Bob Challendar, president of the American Federation of Government Workers, Local 200, representing Tech Center workers, said the fallout has been severe.
He estimated that about 1,000 Tech Center workers are working without pay; another 1,000 are furloughed; and a further 1,000 are contractors who will not make up the lost pay. A private day-care center operating at the center is at risk of losing licensed employees, he said.
He’s helping organize a rally on the circle Friday, involving his union and three others representing federal workers. He has urged members to patronize Christi’s and the Wawa during the protest, and to donate food for the Coast Guard unit that shares space behind the Tech Center gate.

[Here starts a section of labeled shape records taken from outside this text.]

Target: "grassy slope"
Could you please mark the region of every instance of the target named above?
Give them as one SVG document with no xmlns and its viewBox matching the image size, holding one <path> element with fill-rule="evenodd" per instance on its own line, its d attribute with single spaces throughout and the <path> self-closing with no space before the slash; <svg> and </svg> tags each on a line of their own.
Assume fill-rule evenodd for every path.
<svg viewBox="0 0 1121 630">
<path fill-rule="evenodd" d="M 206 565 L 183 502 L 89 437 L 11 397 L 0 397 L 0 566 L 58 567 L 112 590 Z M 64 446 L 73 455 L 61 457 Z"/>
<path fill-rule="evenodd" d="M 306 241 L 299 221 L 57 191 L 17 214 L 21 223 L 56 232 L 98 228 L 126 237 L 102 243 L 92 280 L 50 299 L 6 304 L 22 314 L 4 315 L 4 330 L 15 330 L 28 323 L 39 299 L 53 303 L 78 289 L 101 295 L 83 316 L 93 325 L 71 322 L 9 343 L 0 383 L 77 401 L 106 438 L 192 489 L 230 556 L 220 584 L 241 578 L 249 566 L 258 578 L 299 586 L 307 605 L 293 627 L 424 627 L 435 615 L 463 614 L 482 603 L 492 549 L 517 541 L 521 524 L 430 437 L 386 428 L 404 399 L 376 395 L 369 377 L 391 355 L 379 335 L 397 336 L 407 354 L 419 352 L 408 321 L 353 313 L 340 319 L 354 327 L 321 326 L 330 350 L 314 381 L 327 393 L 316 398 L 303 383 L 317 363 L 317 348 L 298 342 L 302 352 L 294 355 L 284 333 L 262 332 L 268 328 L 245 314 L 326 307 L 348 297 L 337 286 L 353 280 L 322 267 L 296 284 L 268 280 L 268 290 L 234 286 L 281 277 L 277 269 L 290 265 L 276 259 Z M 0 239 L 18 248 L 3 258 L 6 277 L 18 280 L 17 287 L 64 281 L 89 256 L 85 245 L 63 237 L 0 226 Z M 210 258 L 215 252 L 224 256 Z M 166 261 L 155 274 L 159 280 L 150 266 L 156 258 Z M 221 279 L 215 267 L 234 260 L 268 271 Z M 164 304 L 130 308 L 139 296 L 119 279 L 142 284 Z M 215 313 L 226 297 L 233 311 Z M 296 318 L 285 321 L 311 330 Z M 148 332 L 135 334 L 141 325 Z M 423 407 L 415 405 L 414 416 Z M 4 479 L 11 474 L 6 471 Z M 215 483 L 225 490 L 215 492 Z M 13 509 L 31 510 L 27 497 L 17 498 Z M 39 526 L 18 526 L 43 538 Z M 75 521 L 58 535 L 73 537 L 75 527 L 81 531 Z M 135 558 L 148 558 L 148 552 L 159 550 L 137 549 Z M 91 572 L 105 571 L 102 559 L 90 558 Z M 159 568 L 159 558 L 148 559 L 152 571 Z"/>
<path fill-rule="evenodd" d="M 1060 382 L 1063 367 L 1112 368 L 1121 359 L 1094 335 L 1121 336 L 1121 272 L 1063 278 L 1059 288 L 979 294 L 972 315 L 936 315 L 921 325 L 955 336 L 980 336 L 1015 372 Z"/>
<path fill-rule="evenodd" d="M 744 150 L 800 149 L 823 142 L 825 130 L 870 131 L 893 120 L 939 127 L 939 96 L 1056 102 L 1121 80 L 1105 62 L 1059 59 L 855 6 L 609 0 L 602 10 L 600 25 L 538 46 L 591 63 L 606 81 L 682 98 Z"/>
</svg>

“It gets worse every day,” said Challender, who is furloughed from his job as an information systems specialist (his specialty is “policies, procedures, and processes” related to organizational effectiveness).
“This may be the last thing I can pull myself together to do,” he said. “I’ve gone through getting fired, employees reinstated, shutdown after shutdown after shutdown. This one is different. This one is emotionally crippling.”
He said many Tech Center employees are married to someone who also works at the center or is a private contractor, affecting the paychecks of both for two pay periods in a row. Most are carrying mortgages and paying tuitions.
“They are all running out of time,” he said. “They are looking like zombies. Ask anybody how they could do without four paychecks."
William Pomales, a 29-year government employee, said he was working on deploying those state-of-the-art air traffic control systems when he was furloughed in December. Divorced, he’s now got $99 in his checking account, he said, and is responsible for two mortgages.
“They’re using 40-year-old technology,” he said of places like West Virginia, where he was due to deploy the modernized equipment. “Those displays are supposed to be replaced.”
Challender said recruitment into these government jobs would be hurt by the shutdown. And he also said the shutdown slows the delivery and rollout of high-tech systems undergoing testing and development at the Tech Center.
“New air traffic control capabilities are not being delivered into the air traffic control system,” he said.
A message to FAA Tech Center spokesperson Rick Breitenfeldt was returned with an automatic reply: “Due to the lapse in government funding, I am out of the office."
A message to a Washington-based FAA spokesperson yielded: “Overall, the traveling public can be assured that our nation’s airspace system is safe. Air traffic controllers and the technicians who maintain the nation’s airspace system continue working as they fill a critical mission to ensure the public’s safety.”
Atlantic County Executive Dennis Levinson downplayed the impact of the shutdown on the region’s economy, and said he was most worried about the 38,000 county residents who rely on government assistance for food. He said the county had doubled the allotment before the shutdown to, in theory, carry residents through January and February.
"I"m worried about those that are most vulnerable," he said. “We are in a situation where our social institutions are overrun. Our food bank will be overrun.”
As for the tech workers, he said, “There’s a $114,000 average salary there. These are extraordinarily intelligent and well-educated technical employees. You can stay home and cook your own meal and watch TV. At least for right now, it doesn’t have the chilling effect on our county. I believe the businesses around the tech center, they’re being affected. Of course they’re being affected. The people are not coming to work."